El recorte no fue aislado. De acuerdo a su testimonio, en Esquel fueron ocho los trabajadores desafectados en una estación que opera las 24 horas. Esto implica que las tareas ahora recaen sobre un grupo mínimo, compuesto por personal militar y algunos agentes civiles, lo que complica la cobertura de turnos y la continuidad del servicio.
Jones advirtió que la reducción impacta directamente en la calidad y la capacidad operativa del sistema. “Ahora están muy limitados, no se pueden armar bien los turnos”, explicó, y remarcó que la situación genera una sobrecarga para quienes continúan en funciones.
En ese contexto, el ex trabajador alertó por las consecuencias que puede tener este escenario en la prestación del servicio meteorológico. “Toda la información que se utiliza para alertas tempranas queda vulnerable”, sostuvo, en referencia a los reportes que permiten anticipar fenómenos climáticos adversos.
El impacto no se limita únicamente a la aviación —dado que muchas estaciones funcionan en aeropuertos— sino que también alcanza a sectores como la construcción, la producción agropecuaria y la planificación de emergencias. “Es un servicio fundamental”, insistió.
Además, indicó que los despidos forman parte de un proceso más amplio a nivel nacional.

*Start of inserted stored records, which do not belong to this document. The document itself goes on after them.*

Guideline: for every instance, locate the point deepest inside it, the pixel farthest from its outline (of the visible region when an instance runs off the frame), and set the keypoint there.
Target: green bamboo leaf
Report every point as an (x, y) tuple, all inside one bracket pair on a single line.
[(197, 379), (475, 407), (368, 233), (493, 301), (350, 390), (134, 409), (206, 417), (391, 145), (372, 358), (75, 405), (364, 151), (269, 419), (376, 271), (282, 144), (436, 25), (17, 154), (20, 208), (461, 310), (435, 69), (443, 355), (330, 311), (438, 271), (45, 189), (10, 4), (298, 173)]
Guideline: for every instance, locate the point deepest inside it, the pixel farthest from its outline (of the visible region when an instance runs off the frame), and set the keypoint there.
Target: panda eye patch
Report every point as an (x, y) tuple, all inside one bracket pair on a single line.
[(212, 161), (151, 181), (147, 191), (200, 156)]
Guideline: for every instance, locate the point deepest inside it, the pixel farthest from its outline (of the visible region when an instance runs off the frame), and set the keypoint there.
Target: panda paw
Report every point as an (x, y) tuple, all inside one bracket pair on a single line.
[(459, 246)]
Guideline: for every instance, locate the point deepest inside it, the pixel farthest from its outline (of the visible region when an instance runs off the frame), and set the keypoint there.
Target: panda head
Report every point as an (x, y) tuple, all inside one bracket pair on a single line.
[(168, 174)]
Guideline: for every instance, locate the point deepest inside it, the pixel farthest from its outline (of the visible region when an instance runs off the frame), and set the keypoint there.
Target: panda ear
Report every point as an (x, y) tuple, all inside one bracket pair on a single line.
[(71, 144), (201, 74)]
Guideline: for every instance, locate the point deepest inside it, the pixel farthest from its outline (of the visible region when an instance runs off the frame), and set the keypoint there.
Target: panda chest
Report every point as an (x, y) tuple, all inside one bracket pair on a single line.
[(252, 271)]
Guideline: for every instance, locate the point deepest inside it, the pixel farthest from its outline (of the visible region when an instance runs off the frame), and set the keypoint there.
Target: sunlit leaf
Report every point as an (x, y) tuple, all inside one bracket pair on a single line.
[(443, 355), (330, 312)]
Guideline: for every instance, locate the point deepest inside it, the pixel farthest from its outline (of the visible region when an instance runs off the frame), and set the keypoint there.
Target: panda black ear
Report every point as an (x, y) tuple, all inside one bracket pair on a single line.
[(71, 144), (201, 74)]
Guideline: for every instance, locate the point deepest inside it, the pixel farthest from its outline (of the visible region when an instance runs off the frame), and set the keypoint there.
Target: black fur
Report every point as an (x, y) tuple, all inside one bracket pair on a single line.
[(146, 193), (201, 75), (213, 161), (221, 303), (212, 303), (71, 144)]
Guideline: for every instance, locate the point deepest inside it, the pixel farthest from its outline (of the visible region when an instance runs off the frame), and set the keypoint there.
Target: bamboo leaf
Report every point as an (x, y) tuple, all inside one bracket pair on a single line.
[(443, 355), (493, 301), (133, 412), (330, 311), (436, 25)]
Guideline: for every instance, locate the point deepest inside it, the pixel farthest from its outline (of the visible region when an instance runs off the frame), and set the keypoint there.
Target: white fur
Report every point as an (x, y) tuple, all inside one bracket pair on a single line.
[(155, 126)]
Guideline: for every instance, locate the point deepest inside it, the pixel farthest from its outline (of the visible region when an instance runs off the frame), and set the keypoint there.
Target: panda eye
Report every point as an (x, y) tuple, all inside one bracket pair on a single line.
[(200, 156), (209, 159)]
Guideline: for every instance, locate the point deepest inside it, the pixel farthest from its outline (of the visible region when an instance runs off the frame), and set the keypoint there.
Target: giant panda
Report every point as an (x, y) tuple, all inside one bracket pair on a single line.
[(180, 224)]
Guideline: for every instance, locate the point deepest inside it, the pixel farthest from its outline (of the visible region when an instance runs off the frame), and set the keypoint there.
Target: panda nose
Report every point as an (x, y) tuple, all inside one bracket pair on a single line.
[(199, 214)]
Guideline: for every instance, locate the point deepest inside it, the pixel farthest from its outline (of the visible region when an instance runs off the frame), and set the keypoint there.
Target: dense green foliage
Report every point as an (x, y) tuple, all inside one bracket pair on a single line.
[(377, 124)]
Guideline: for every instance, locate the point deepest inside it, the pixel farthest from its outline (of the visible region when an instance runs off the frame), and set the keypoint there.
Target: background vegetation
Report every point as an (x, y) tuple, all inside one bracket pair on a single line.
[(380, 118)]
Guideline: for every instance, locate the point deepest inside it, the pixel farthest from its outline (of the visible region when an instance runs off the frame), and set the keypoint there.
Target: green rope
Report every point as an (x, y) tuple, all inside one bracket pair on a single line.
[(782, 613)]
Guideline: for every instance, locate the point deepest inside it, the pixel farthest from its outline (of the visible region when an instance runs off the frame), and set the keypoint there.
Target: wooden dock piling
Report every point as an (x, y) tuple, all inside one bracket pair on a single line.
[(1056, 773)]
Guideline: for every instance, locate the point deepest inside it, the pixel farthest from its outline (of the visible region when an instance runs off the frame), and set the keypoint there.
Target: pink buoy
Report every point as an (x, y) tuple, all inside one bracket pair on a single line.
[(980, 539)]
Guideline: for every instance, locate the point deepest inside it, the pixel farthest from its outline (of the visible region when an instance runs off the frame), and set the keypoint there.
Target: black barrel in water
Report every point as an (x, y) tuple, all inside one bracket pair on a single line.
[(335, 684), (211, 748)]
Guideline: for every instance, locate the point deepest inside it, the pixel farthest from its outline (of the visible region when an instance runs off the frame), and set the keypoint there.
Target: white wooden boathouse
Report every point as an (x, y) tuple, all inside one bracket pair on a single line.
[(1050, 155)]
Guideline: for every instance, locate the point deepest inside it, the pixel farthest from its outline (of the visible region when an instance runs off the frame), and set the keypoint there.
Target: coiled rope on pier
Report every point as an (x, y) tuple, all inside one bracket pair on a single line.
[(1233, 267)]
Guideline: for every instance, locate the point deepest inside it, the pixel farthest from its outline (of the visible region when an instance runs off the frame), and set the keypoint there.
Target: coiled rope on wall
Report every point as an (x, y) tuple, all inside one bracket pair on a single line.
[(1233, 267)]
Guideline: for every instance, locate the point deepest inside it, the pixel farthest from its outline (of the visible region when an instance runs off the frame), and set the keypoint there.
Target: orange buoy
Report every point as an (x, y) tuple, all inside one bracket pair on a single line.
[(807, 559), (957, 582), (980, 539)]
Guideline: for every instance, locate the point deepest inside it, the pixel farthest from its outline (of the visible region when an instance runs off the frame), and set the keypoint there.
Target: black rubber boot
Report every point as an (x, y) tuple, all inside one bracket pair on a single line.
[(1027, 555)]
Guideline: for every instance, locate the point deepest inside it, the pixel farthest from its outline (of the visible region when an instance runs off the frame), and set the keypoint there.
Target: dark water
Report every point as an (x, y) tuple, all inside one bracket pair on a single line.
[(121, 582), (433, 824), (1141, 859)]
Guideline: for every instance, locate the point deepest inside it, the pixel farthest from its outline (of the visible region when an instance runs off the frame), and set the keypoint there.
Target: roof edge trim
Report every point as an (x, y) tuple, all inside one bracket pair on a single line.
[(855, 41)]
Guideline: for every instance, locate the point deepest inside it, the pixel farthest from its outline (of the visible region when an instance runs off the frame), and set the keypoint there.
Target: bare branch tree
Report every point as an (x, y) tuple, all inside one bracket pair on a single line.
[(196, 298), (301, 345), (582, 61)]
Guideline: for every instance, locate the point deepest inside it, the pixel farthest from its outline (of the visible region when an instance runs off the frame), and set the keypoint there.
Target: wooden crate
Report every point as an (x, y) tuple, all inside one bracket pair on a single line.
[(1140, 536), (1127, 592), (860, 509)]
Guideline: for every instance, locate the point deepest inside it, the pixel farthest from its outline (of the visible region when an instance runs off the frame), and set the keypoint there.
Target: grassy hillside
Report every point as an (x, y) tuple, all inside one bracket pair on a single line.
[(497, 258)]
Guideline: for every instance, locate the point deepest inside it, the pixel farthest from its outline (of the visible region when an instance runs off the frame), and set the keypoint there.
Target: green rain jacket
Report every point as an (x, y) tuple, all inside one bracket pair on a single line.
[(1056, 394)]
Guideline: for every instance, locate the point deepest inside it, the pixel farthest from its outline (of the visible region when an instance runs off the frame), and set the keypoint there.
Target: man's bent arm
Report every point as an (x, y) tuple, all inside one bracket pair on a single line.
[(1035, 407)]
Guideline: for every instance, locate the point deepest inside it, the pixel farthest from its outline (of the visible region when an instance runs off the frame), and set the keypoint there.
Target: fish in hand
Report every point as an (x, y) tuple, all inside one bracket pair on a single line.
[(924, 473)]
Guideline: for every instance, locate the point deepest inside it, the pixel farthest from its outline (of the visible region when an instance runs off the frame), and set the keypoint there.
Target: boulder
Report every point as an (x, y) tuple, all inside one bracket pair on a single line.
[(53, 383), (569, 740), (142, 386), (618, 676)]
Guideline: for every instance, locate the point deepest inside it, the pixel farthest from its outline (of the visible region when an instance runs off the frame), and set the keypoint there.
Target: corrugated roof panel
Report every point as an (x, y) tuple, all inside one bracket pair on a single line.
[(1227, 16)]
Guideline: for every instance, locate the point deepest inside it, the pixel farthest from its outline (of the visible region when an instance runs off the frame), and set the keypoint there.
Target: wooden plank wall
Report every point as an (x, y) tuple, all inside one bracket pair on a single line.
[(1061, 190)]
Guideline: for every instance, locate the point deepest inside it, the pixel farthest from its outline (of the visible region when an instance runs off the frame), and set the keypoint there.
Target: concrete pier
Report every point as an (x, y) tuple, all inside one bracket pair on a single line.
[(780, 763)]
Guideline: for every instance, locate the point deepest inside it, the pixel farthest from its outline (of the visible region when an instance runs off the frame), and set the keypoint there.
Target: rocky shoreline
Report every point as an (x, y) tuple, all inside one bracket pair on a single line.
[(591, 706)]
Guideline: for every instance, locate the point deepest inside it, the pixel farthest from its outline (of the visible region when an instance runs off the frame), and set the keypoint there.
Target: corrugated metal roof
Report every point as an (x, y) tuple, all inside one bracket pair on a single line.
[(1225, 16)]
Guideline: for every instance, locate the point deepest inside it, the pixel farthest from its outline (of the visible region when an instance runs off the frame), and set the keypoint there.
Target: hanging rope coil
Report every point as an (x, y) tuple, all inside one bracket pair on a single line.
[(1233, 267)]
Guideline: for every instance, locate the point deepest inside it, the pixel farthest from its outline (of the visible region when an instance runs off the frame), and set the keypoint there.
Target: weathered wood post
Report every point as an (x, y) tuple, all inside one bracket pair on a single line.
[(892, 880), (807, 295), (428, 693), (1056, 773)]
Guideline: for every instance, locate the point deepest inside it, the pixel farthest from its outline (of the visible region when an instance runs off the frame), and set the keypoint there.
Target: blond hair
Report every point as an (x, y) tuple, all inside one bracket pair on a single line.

Según datos que manejan los trabajadores, serían más de un centenar las personas afectadas en todo el país, en su mayoría bajo el mismo esquema de contratación.
Por el momento, Jones señaló que no iniciaron acciones legales, aunque no descartan avanzar en ese sentido. “No sabemos si hay mucho por hacer”, admitió, al tiempo que describió un escenario de incertidumbre generalizada entre los despedidos.
La preocupación también se extiende al futuro del organismo, ante versiones de cambios estructurales que podrían modificar su funcionamiento e incluso habilitar la participación de terceros en la prestación del servicio. Mientras tanto, en otras dependencias —como la de Comodoro Rivadavia— no se registraron despidos hasta el momento, aunque el clima de alerta se mantiene entre los trabajadores.